We’re often told we need to take 10,000 steps each day to maintain a healthy heart. But do you really need to step out that often? Recent research suggests not.
Daily walking is a great way to exercise. It’s free and it can be as low- or high-impact as you want it to be. There’s no doubt that the more you walk, the healthier you’re likely to be.
But if you’re anything like me, it’s not that simple. It can be difficult (if not sometimes impossible) to find the time for a stroll, let alone the 10,000 steps that are widely recommended.
Which is why a study in the European Journal of Cardiology has caused a stir. It’s findings suggest your risk of dying from cardiovascular disease drops significantly after taking just over 2000 steps each day (2337 steps to be exact).
The researchers also found your risk of dying from any cause drops if you’re doing at least 3997 steps each day.
The study, billed as one of the biggest studies of walking ever conducted, analysed the health data of 226,889 respondents from 17 different studies around the world and found that the more you walk, the greater the health benefits. Seems obvious right?
But it also also discovered how little you need to improve before you start to see benefits. The researchers found your risk of dying from any cause drops with each extra 500 to 1000 steps.
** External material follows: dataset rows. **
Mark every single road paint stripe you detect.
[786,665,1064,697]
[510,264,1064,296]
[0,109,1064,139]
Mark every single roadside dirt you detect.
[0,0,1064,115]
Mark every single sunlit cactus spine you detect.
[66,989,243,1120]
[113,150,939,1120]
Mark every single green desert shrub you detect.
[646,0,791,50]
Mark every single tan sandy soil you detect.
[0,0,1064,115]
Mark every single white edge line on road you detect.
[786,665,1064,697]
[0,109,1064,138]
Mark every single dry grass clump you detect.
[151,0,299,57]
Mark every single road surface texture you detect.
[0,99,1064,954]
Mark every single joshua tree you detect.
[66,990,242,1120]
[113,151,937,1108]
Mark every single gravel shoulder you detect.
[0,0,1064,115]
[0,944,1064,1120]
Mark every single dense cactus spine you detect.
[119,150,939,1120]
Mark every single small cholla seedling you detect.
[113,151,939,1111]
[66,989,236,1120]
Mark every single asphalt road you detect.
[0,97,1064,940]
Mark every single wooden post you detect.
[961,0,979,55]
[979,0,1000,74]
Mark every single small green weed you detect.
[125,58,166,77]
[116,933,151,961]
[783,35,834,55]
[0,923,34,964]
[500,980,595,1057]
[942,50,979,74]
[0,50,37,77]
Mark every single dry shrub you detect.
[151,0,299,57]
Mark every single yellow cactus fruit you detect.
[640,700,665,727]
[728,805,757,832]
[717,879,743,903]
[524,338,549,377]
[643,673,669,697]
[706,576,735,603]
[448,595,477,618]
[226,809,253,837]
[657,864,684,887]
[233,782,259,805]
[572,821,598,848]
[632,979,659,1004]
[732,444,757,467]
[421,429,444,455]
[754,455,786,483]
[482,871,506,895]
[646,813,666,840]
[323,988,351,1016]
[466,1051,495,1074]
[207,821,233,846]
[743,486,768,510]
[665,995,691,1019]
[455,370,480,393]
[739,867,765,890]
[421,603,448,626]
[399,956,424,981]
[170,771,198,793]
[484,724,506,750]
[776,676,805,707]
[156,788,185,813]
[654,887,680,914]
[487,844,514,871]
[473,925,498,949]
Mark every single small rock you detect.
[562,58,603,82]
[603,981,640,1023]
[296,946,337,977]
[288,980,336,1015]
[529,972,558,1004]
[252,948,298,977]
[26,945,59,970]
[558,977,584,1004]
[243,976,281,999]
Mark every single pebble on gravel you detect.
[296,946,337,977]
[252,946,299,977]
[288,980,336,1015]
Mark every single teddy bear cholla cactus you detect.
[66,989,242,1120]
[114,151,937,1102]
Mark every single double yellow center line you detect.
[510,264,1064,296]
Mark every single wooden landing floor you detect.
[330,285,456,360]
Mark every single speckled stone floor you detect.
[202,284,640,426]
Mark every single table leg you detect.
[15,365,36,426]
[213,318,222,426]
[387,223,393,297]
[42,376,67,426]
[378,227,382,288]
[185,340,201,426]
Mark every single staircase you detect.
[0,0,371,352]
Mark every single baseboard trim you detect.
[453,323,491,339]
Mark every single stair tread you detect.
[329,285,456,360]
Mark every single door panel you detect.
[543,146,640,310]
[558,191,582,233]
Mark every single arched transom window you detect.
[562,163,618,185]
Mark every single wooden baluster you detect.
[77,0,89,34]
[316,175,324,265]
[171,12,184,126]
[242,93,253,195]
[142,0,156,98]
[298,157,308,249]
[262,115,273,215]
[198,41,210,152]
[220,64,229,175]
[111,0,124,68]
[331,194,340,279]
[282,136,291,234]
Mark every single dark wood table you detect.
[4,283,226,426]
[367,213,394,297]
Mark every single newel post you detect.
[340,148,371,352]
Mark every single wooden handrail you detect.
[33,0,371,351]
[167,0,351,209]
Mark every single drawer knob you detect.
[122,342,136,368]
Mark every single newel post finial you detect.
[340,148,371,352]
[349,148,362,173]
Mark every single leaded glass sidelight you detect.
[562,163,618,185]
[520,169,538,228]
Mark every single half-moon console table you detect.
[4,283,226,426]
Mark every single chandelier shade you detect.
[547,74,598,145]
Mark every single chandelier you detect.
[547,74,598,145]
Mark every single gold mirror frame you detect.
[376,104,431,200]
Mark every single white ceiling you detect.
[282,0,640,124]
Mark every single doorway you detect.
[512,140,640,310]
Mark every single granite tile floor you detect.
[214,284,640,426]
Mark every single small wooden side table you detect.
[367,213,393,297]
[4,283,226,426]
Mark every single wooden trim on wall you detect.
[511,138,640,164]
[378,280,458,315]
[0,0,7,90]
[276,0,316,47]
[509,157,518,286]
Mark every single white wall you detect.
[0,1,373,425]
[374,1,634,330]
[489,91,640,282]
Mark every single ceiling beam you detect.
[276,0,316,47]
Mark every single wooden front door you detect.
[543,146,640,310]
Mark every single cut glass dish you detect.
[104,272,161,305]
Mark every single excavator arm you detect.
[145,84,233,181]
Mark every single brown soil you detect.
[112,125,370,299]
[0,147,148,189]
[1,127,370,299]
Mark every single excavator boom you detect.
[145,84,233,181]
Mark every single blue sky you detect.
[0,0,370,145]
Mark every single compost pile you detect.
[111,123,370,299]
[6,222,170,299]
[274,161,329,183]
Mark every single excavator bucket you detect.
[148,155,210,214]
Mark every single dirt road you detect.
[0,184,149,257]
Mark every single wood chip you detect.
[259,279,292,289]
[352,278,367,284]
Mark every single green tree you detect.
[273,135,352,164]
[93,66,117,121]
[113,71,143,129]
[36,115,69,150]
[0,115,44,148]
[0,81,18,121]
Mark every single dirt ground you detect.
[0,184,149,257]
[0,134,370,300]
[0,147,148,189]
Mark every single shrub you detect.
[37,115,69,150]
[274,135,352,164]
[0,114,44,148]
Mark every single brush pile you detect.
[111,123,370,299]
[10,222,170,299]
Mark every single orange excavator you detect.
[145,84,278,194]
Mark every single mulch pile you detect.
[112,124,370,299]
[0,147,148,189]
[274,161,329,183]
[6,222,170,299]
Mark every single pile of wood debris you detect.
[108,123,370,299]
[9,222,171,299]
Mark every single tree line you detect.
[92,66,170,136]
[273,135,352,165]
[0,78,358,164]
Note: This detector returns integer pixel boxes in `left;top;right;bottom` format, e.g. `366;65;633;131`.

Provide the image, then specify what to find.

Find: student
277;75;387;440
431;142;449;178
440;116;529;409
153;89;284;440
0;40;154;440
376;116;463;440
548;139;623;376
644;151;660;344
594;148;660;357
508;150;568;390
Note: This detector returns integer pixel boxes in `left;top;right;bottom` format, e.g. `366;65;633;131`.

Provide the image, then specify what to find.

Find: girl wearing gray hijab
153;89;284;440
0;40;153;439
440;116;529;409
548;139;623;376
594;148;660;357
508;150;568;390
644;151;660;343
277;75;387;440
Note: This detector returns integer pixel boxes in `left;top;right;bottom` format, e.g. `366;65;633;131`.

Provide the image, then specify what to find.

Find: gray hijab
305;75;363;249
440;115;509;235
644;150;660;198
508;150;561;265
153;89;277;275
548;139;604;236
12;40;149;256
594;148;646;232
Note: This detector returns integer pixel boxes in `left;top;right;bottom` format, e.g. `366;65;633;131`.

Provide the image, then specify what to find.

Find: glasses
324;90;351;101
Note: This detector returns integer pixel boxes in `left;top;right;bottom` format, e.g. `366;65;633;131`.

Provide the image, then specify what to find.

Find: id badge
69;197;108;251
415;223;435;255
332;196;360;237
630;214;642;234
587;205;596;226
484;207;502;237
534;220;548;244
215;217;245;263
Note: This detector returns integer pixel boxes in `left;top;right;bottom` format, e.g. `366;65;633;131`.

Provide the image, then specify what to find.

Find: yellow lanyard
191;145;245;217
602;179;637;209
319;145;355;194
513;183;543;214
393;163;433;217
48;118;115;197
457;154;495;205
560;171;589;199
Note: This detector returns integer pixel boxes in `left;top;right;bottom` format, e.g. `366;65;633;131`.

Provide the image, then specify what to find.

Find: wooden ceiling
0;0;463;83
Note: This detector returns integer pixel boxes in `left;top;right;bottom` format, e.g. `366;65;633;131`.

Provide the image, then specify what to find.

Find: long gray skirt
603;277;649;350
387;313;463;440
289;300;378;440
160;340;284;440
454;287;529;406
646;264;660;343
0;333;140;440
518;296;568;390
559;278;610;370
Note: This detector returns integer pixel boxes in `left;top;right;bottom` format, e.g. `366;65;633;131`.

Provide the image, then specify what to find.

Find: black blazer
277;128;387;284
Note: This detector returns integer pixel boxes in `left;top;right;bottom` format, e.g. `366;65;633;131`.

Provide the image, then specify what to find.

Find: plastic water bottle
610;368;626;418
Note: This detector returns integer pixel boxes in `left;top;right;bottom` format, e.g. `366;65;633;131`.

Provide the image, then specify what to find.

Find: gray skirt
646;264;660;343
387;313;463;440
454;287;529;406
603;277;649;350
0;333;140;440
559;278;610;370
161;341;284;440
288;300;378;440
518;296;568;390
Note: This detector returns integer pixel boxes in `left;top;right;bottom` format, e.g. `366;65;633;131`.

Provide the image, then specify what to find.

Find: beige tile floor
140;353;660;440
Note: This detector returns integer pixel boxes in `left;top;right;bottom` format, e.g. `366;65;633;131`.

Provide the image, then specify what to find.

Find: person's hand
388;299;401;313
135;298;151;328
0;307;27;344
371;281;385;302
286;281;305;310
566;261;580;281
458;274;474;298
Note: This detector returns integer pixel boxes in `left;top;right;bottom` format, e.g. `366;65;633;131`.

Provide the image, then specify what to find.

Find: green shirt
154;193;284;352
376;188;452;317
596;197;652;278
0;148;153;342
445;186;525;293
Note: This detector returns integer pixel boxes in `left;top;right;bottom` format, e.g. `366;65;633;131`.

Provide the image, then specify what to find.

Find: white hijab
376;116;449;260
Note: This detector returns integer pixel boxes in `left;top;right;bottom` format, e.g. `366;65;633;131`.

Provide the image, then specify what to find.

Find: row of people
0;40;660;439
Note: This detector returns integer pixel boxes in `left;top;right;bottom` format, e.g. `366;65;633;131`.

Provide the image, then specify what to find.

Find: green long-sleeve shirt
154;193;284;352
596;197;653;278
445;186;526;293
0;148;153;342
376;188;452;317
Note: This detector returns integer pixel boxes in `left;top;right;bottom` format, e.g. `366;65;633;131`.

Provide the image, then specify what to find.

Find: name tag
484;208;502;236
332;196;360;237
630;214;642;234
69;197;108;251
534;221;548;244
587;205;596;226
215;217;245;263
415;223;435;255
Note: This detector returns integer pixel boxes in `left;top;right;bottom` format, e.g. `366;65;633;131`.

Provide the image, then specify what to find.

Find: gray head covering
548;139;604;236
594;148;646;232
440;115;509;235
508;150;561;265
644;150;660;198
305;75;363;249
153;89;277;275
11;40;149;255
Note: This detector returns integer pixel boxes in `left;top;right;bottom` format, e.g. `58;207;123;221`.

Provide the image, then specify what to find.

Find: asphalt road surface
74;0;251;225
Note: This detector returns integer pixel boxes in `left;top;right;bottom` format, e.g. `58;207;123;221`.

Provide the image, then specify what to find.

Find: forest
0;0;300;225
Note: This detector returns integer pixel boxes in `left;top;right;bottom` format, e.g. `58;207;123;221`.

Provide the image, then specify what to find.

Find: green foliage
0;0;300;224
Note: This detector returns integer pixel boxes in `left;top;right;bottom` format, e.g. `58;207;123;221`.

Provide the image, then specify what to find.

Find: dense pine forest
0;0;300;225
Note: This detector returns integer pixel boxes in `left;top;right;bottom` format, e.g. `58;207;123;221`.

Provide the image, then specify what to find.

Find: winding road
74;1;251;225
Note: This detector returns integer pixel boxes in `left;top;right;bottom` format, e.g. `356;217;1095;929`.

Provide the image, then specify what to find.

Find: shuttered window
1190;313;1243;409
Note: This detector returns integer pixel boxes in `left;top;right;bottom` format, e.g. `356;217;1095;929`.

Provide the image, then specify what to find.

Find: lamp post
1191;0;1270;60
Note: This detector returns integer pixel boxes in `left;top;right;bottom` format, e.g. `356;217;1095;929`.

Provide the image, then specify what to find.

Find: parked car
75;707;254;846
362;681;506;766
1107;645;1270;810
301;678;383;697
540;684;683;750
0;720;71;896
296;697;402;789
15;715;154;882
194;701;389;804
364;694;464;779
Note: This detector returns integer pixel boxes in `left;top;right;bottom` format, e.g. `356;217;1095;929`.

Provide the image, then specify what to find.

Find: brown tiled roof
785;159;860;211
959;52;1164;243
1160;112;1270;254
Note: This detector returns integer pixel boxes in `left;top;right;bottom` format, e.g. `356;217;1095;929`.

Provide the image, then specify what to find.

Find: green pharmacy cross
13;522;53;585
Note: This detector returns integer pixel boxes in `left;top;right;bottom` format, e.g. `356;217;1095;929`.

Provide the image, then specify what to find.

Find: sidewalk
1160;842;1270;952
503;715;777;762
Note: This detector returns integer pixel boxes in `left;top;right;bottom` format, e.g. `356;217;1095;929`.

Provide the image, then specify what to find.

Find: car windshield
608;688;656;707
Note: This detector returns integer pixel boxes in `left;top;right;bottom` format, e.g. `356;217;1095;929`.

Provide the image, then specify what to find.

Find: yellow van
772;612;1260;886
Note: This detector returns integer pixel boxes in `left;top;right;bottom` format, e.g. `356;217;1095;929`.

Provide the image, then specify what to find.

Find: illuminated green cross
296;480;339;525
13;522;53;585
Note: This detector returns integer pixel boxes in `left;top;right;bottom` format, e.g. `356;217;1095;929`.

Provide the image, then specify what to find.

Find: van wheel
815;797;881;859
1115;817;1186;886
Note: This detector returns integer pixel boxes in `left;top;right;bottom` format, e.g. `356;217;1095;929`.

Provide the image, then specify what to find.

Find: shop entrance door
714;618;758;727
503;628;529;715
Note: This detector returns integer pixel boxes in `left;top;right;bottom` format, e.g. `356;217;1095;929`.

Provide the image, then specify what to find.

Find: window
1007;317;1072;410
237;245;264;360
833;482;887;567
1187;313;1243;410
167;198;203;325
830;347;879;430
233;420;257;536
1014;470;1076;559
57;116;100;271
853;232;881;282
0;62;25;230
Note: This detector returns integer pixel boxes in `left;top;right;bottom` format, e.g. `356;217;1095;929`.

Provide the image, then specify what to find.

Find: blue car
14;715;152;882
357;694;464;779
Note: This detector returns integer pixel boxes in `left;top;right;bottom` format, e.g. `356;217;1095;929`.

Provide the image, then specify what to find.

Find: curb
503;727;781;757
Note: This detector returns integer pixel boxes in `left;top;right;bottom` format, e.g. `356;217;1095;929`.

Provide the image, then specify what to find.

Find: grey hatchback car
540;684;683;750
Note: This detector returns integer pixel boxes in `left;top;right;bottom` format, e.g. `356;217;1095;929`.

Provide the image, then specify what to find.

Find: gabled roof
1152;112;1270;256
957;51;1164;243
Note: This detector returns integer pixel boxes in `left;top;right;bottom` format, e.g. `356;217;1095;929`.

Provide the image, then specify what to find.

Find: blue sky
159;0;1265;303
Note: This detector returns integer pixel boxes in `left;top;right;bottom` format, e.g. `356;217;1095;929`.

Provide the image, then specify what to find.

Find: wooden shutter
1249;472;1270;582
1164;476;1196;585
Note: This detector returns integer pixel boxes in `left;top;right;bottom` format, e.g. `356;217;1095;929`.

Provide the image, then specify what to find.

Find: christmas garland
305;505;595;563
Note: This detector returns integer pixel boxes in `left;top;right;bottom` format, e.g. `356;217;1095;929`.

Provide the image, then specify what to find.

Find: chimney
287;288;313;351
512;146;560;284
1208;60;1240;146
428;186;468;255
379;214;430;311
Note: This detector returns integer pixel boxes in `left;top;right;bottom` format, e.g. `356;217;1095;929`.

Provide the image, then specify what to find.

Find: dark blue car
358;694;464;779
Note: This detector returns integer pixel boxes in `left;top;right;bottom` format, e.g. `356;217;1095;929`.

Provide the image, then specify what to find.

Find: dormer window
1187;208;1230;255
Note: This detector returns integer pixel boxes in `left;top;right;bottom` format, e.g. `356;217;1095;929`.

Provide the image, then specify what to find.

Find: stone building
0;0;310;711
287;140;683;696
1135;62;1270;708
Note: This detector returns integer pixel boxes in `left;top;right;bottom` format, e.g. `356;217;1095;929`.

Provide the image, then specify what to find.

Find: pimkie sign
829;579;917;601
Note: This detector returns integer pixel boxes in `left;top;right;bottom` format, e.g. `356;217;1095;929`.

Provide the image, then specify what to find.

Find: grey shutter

For example, walking an extra 1000 steps netted you a 15 per cent reduction in risk.
The researchers did not find an upper limit to these benefits either, with health benefits increasing gradually up until at least 20,000 steps per day – the highest recorded in the study.
Professor Maciej Banach, lead author of the study, told EurekaAlert the results show walking is a universally beneficial activity.
“Our study confirms that the more you walk, the better,” he says.
“We found that this applied to both men and women, irrespective of age, and irrespective of whether you live in a temperate, sub-tropical or sub-polar region of the world, or a region with a mixture of climates.
“In addition, our analysis indicates that as little as 4000 steps a day are needed to significantly reduce deaths from any cause, and even fewer to reduce deaths from cardiovascular disease.”
There is a well-established body of evidence to suggest leading a sedentary lifestyle is a major risk factor for an array of health conditions and decreased life expectancy.
In Australia, it’s estimated that more than 50 per cent of adults don’t meet recommended daily exercise guidelines and inactivity contributes significantly to the burden on our health system.
According to World Health Organization data, insufficient physical activity is the fourth most frequent cause of death in the world, with 3.2 million deaths a year related to physical inactivity.
How many steps would you average a day? Do you think you might be able to achieve the numbers mentioned here? Let us know in the comments section below.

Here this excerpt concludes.